Xoth! – Die unaussprechliche Stadt

Cover von XothNach einem trinkfreudigen Abend wird der jugendliche Loser Jacop O‘ Damsel in einer Hintergasse von einem Dimensionsschlürfer entführt. Wieder bei Sinnen, findet sich Jacop in der unaussprechlichen Stadt Xoth wieder, ein Ort voller unbekannter Wesen. Verfolgt vom monströsen Bürgermeister Cthulhu und verehrt von einer humanistischen Sekte bestehend aus kleinen Fischlein versucht er sich zurechtzufinden und Antworten zu bekommen. Die liefert ihm vornehmlich das freundliche Ziegenmädchen Yen-Niggurath, welches Jacop O‘ Damsel auf seiner Erkundungstour begleitet.

Seite aus XothXoth!-Die unaussprechliche Stadt ist ein fantasievoller Comic, der sich dem Werk von H.P. Lovecraft auf humoristische Weise nähert. Es ist Anna-Maria Jungs erste längere Comicgeschichte – dass die Österreicherin dabei ihrem Hang zu verschrobenen Inhalten weiterhin nachkommt, versteht sich von selbst. So ganz von einem Debut kann man hier aber nicht sprechen, immerhin hat sie bereits in einem One-Pager Kafkas „Das Schloss“ adaptiert (zu finden in der Anthologie „50-Literatur gezeichnet“), erzählte eine autobiografische Episode in Panik Elektro und beschäftigte sich mit Hitlers Genmaterial (in „Urbanity“). Aufmerksame Comicgate-Leser dürften sie zudem als Gewinner des Goldenen Spacken 2006 und aufgrund ihrer absurden Comicbeiträge für das Comicgate-Magazin 1 und 3 kennen. Mit Xoth! entstand nun also ein 74-seitiges Werk von ihr, das sich durchaus sehen lassen kann.

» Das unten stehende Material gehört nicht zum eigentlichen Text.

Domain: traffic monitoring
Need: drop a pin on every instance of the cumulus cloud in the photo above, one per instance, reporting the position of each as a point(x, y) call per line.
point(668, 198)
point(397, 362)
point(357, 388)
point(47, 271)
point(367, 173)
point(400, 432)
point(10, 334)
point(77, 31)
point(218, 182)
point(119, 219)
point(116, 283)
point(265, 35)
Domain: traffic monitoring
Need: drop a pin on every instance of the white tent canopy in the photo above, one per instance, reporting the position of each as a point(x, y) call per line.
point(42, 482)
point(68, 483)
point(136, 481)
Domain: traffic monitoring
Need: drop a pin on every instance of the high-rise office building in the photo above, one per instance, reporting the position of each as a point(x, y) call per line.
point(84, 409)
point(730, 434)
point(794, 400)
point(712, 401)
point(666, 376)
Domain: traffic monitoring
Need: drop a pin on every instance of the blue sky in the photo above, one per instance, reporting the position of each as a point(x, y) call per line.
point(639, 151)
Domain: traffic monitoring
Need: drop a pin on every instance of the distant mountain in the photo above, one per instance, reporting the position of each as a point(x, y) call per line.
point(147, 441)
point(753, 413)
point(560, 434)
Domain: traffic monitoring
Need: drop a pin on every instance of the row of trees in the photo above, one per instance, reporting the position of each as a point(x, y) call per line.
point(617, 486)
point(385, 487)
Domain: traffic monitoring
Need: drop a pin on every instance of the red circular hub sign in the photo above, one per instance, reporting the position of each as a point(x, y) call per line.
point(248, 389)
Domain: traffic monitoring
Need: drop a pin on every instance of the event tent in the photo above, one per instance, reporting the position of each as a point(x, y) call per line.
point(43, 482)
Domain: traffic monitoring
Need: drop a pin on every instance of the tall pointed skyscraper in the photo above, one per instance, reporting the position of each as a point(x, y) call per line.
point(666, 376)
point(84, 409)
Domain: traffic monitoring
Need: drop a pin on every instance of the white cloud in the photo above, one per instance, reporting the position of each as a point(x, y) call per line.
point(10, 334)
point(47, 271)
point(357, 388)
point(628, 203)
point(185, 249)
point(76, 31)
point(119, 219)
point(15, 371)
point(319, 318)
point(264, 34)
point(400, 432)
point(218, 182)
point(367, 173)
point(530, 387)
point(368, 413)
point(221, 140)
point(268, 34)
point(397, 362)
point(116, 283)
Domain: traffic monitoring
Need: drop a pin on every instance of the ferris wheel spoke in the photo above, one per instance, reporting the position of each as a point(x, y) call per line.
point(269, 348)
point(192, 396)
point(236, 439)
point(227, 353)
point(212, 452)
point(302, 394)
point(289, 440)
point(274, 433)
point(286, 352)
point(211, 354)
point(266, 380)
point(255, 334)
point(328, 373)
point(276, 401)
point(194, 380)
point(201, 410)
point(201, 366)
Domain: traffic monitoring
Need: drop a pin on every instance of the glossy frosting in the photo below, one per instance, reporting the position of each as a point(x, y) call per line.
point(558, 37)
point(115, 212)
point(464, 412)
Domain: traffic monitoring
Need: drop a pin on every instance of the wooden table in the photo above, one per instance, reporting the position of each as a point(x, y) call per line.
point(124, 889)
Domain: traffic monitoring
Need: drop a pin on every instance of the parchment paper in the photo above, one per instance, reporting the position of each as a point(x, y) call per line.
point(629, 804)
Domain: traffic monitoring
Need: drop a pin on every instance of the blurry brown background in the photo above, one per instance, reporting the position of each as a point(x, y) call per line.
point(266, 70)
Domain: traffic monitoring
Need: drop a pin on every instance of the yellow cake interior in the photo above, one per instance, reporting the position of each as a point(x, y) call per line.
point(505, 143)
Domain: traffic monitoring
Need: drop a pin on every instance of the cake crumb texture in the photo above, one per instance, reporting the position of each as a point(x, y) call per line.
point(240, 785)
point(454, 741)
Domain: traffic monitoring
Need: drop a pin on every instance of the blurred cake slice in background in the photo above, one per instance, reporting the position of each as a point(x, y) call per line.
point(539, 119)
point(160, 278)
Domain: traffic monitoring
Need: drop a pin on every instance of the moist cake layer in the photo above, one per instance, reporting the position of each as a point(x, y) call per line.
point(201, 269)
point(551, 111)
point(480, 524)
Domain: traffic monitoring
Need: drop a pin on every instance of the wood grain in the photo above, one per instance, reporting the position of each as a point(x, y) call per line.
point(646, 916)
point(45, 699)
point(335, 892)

Seite aus XothAuf Basis des Cthulhu-Mythos, der von Lovecraft erschaffen wurde, und mithilfe der Beschäftigung mit dem Thema anhand ihrer Diplomarbeit entwickelte Anna-Maria Jung eine ganz eigene Welt; wenn man so will ihre eigene Interpretation der Lovecraftschen Horrorwelt. Ihre Stadt Xoth ist bevölkert von skurrilen, niedlichen, charmanten und vor allem lustigen Figuren Hier sind die Bösen auch noch nicht allzu böse, weswegen der Held Jacop O‘ Damsel auch nach tollpatschigem Durchstreifen der Story in der Lage ist, irgendwie über sich hinaus zu wachsen.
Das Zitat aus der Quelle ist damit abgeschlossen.